In the New World, much of that prejudice was imported and exacerbated by acute competition for jobs and housing in the tenements of New York and other great cities, apart from the contest for souls. The history is too well known to need repeating, and too complex to summarize easily.
Yet it still seems improbable to me that people can get agitated and vent hatred about someone else’s religious differences in a pluralistic society like ours. Does discrimination against Catholics still exist in the U.S.? Undoubtedly, to some degree. Catholics are in a far better position to assess that than a non-Catholic, but I assume they would think it is far less prevalent than a hundred or even 50 years ago.
At any rate, the biggest religious denomination in the nation can pretty much take care of itself in that regard.

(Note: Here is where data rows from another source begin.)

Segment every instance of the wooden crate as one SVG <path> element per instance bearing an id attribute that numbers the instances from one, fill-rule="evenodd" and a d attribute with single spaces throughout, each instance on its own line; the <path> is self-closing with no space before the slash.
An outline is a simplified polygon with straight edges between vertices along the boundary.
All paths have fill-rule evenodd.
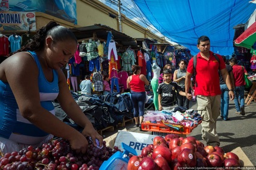
<path id="1" fill-rule="evenodd" d="M 103 129 L 98 130 L 98 134 L 100 134 L 100 135 L 102 136 L 102 132 L 103 131 L 114 131 L 114 130 L 115 130 L 115 129 L 114 129 L 114 126 L 109 126 L 109 127 L 107 127 L 106 128 L 104 128 Z"/>

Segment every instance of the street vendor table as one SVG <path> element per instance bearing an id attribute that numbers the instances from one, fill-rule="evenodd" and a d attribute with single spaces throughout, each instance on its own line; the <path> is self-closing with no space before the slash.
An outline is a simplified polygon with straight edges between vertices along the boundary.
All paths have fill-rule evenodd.
<path id="1" fill-rule="evenodd" d="M 253 99 L 256 99 L 256 81 L 252 81 L 252 85 L 250 89 L 250 91 L 248 93 L 248 95 L 245 101 L 245 103 L 247 105 L 249 105 Z"/>

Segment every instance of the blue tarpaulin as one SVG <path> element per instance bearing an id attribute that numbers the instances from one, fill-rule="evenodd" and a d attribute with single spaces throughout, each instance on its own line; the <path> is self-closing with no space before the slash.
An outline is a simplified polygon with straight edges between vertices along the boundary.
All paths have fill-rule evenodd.
<path id="1" fill-rule="evenodd" d="M 211 50 L 234 52 L 233 27 L 245 24 L 256 4 L 245 0 L 133 0 L 147 19 L 164 36 L 199 52 L 197 39 L 209 37 Z"/>

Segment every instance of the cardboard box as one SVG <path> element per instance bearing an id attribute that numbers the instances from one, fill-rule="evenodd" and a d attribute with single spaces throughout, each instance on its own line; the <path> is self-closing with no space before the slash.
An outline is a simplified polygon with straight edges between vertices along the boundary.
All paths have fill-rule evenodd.
<path id="1" fill-rule="evenodd" d="M 117 146 L 121 151 L 123 151 L 121 143 L 123 142 L 134 148 L 138 155 L 139 155 L 143 148 L 148 144 L 153 143 L 153 139 L 155 136 L 156 136 L 127 131 L 125 128 L 124 130 L 119 130 L 118 133 L 105 138 L 104 140 L 106 142 L 107 146 L 113 148 L 114 146 Z M 234 149 L 231 152 L 239 157 L 241 165 L 246 168 L 246 169 L 255 169 L 254 165 L 240 147 Z"/>

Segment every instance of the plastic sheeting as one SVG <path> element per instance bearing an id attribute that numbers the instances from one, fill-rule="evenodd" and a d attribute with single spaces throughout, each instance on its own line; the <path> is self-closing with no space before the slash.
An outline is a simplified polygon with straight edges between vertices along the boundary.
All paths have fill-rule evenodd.
<path id="1" fill-rule="evenodd" d="M 245 0 L 133 0 L 150 23 L 164 36 L 182 45 L 193 55 L 197 39 L 209 37 L 211 50 L 234 52 L 233 27 L 245 24 L 256 4 Z"/>

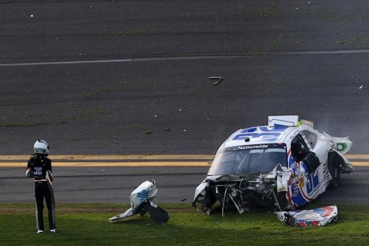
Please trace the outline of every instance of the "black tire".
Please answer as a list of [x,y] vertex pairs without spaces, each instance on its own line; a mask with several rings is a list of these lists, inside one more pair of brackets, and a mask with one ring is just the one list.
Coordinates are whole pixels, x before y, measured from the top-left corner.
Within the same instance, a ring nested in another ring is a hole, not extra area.
[[328,188],[335,189],[339,186],[341,181],[341,167],[338,164],[328,162],[328,171],[332,176]]

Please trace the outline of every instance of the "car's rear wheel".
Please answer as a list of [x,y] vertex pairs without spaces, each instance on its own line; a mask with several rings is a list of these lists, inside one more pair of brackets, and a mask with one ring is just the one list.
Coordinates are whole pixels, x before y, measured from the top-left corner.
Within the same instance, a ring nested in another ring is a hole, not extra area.
[[341,181],[341,168],[339,164],[328,162],[328,171],[332,176],[328,188],[335,189]]

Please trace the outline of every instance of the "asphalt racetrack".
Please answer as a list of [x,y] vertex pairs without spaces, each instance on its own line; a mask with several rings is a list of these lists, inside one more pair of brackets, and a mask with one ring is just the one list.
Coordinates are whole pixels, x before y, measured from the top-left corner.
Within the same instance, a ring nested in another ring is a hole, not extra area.
[[[278,115],[368,154],[368,27],[363,0],[0,0],[0,155],[25,156],[42,138],[51,158],[211,156]],[[154,179],[159,202],[189,202],[207,168],[57,166],[56,196],[126,202]],[[367,202],[368,170],[322,197]],[[24,176],[0,167],[0,202],[33,200]]]

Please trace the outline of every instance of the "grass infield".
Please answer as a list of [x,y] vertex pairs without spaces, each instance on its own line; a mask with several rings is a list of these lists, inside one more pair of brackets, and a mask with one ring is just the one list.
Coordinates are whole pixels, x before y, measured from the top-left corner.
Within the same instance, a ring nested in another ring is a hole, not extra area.
[[[369,245],[366,205],[337,205],[336,223],[305,229],[285,225],[268,211],[228,212],[223,219],[219,209],[205,216],[190,205],[160,205],[170,216],[165,225],[148,214],[110,224],[108,219],[124,212],[128,204],[57,204],[57,233],[37,234],[33,204],[2,204],[0,245]],[[47,226],[46,214],[44,220]]]

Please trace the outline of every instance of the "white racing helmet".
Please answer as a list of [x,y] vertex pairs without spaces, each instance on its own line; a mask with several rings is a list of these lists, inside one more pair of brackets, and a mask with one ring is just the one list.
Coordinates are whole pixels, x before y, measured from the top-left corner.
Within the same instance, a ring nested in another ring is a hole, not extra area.
[[41,138],[37,139],[33,145],[34,153],[37,155],[48,155],[49,149],[48,143]]

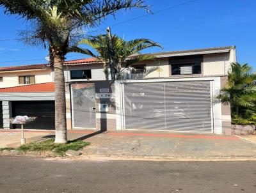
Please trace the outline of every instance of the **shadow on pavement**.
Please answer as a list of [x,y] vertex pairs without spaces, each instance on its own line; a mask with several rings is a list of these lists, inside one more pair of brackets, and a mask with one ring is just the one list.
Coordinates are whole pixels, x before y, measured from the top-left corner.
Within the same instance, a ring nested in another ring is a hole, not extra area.
[[83,140],[86,139],[88,139],[88,138],[92,137],[93,137],[93,136],[95,136],[95,135],[100,134],[102,134],[102,133],[103,133],[103,132],[106,132],[106,130],[99,130],[99,131],[93,132],[93,133],[92,133],[92,134],[86,134],[86,135],[84,135],[84,136],[82,136],[82,137],[76,138],[76,139],[75,139],[70,140],[70,142],[75,142],[75,141],[80,141],[80,140],[82,140],[82,141],[83,141]]

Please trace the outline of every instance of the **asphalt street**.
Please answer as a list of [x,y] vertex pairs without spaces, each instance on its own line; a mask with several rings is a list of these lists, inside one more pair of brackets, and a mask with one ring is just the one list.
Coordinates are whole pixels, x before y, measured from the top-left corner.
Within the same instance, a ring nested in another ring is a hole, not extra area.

The “why” is much more difficult to get at. There is a difference between discrimination and disagreement, but the line isn’t always a hard and fast one.
Discrimination suggests more than deeply held and thoughtful objections to elements of theology or history, or discomfort about the size and power or practices of a global organization. It implies prejudicial treatment of someone because of their religion, especially in matters that are not religious – employment, housing, or social interaction such as how we treat our neighbor or how we express ourselves in public.
Our laws take care of some of that. But laws don’t easily change the way we think, at least in the short term, and the advanced citizenship requirements of our particular kind of democracy demand more of us.
Prejudice is learned, after all. And whatever is learned can be unlearned through education, social interaction, a little effort – and often a good deal of time.